Plasticity, in physics, is described as the deformation of a material undergoing non-reversible changes of shape in response to applied force. This concept resonates deeply within my artwork, both conceptually and physically. Individuals constantly (re)create and (re)define their identity by the way of the passing of time and new experiences and relationships. In similar ways my prints go through a change with different degrees of molding, cutting, burning, stretching, sewing, or the application of paint or ink before they become finished pieces. The denotation and connotation of my photo-constructions are always linked to larger narratives and journeys intersecting historical, religious, secular, and/or personal histories where the individual goes through non-reversible changes in response of applied force. In addition to the landscape or place, the body is where personal histories happen – bearing witness to the most transforming of histories for the individual. In this context the body is used as a landscape that is meant to be inhabited and a place where memories/ histories are created – the body is both a vehicle and a destination. Identity is a complex concept, it’s affected by many factors and its ever-changing; when one starts to consider ethnic background, social class, religion, gender, family, values, ethics, and so on, everything gets more complicated. Sometimes one cannot separate one’s identity from the rest, all of them coexist and interact with each other. Such dilemmas and situations are presented in my artwork and explored through mystic, allegoric, and historical references and imagery.
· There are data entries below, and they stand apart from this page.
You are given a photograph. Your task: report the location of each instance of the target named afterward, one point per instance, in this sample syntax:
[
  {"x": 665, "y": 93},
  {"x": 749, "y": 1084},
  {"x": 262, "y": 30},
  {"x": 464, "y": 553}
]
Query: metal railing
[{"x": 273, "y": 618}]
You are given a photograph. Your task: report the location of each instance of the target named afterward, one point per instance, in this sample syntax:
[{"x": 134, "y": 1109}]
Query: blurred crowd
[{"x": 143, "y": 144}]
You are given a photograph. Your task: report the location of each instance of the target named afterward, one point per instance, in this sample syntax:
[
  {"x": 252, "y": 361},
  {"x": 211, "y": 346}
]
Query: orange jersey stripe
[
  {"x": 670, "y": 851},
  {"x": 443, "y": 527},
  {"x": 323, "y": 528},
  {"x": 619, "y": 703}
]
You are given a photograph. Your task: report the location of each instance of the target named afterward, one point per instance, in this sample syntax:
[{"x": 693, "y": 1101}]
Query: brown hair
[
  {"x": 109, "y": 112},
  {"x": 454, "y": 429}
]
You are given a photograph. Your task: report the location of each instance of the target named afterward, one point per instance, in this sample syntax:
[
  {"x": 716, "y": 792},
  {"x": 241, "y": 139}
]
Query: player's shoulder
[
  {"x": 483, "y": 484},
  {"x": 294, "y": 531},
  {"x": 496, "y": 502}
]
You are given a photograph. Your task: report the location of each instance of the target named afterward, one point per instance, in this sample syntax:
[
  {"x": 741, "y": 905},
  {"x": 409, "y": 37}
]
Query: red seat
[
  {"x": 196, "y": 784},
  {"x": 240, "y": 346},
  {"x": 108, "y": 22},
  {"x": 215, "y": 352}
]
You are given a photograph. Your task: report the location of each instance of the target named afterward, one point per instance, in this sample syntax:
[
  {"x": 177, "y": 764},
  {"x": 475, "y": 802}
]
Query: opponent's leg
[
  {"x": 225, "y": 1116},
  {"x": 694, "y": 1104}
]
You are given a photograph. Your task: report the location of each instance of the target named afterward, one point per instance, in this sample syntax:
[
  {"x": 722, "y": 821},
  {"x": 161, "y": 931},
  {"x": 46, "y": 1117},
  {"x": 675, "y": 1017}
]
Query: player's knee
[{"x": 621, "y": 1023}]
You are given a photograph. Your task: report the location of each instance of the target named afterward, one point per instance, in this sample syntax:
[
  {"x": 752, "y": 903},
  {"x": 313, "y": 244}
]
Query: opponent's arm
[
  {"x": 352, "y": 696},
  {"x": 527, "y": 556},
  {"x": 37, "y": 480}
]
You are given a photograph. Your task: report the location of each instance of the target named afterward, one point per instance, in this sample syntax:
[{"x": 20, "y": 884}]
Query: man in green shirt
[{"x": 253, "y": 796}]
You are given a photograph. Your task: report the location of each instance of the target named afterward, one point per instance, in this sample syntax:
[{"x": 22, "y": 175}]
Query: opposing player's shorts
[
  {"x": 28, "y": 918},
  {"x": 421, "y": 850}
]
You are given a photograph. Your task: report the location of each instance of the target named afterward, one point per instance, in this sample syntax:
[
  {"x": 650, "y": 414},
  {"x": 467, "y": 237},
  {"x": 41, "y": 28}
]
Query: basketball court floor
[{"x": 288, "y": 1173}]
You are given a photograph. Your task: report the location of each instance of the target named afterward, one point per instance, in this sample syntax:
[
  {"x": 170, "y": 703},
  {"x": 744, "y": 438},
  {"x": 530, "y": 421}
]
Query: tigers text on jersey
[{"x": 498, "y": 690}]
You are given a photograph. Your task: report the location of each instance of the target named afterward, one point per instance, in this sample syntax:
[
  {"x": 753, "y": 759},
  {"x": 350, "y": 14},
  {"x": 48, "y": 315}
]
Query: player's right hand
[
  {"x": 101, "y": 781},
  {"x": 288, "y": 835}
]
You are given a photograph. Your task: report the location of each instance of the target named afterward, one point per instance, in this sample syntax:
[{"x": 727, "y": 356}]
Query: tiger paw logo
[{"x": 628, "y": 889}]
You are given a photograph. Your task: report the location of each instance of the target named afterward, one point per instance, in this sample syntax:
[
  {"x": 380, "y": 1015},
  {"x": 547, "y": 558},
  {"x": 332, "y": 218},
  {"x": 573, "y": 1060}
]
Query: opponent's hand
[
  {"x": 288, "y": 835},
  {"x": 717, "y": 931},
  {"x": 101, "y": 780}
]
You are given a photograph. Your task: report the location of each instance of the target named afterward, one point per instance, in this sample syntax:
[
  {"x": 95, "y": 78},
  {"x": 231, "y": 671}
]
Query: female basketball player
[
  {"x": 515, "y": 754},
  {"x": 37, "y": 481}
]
The Fall of the Sky and Afro-Atlantic Histories: Contemporary Art, Decolonialism and Resistance

Paper Presentation in a Themed Session
Bruna Arruda Neiva Marques  

The study discusses the impact of recent exhibitions of contemporary art exhibited in Brazilian museums, produced by Latin American artists imbued with emergencies that, faced by indigenous communities and afro-descendants, are relevant to the whole society. From two exhibitions, "The Fall of the Sky" and "Afro-Atlantic Stories," made throughout the last 2 years in Brazil, with the participation of artists from countries such as Guatemala, Uruguay, Colombia, Jamaica, Brazil, it intends to think about art as a place of birth for hope and for effective educational and social actions. The researcher presents results from interviews with curators (Moacir dos Anjos, Lilia Moritz, among others) and participating artists (Cildo Meireles, Claudia Andujar, Regina Galindo, Dalton Paula, among others). It will present reflections on the impact of representation and symbolic power and of the works presented to provoke and summon the public to the dialogue between art and social issues, strengthen and broaden discussions about the rights of indigenous and people of African descent. Data will be presented on public visitation, educational actions and their tangible impacts. The objective is to contribute to visibility of issues that are still little confronted in spaces of artistic presentation in Latin America, as if the had little worth or not even existed, with special focus on the performative gesture present in the works of art presented. The paper presents ways of creating - through art - fissures, crossings, dialogues and resistance proposals from connections that forge and nurture the cultural heritage of the peoples mentioned here.